Contribution to the field
This study has contributed to our knowledge on the use of milking cream as well as the homeopathic complex cream for DD, opening up the field for further studies to be conducted. This research highlights the potential therapeutic benefits of these creams in the management of infants with DD and its complications, and this information is of great value to health practitioners, caregivers and parents.

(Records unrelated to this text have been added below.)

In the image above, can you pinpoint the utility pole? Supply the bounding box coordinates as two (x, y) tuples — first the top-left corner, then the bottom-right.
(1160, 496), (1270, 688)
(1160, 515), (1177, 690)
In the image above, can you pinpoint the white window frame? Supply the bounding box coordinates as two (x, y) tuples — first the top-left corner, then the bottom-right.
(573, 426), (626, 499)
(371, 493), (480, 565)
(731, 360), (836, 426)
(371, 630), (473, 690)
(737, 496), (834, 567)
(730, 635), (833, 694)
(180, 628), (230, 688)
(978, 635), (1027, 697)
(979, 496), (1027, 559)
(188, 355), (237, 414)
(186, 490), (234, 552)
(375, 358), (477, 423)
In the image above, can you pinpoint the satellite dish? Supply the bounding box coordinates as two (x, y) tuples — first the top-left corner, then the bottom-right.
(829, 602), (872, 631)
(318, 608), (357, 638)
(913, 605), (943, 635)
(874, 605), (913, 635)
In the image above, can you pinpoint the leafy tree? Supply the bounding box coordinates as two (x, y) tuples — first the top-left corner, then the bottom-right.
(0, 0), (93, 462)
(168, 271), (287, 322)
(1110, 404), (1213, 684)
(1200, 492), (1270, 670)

Research method and design
This was a seven day, randomised, double-blind, controlled pilot study involving forty participants from the ages of 3 to 24 months, placed in matched pairs. The hypothesis was that the homeopathic medication added to a milking cream base would alleviate the signs and symptoms of DD more rapidly than the group that only received milking cream.
Data collection methods
The study was conducted at the Homeopathic Health Training Centre, at the Doornfontein campus of the University of Johannesburg (UJ). Participants were recruited by means of purposive sampling via word of mouth, and by means of advertisements placed at UJ, at nursery schools and at hospitals in the area, with relevant permission given. Participants with DD, between the ages of 3 months to 24 months, who were wearing disposable diapers on a daily basis, were recruited into the study. Participants not using diapers continuously; with any other known dermatological disease; with an allergy or sensitivity to disposable diapers or skin care products; using any chronic or ongoing medications that might have affected the outcome of the study; or with a known allergy to any of the ingredients in the treatment or control creams were excluded from the study. Severe cases involving ulceration of the skin, or those showing no improvement within a few days, were referred to their relevant health care provider. Participation in this study was voluntary. The participants' parents or guardians were required to sign the information and consent form, which explained in detail the purpose of the study and all procedures related to it.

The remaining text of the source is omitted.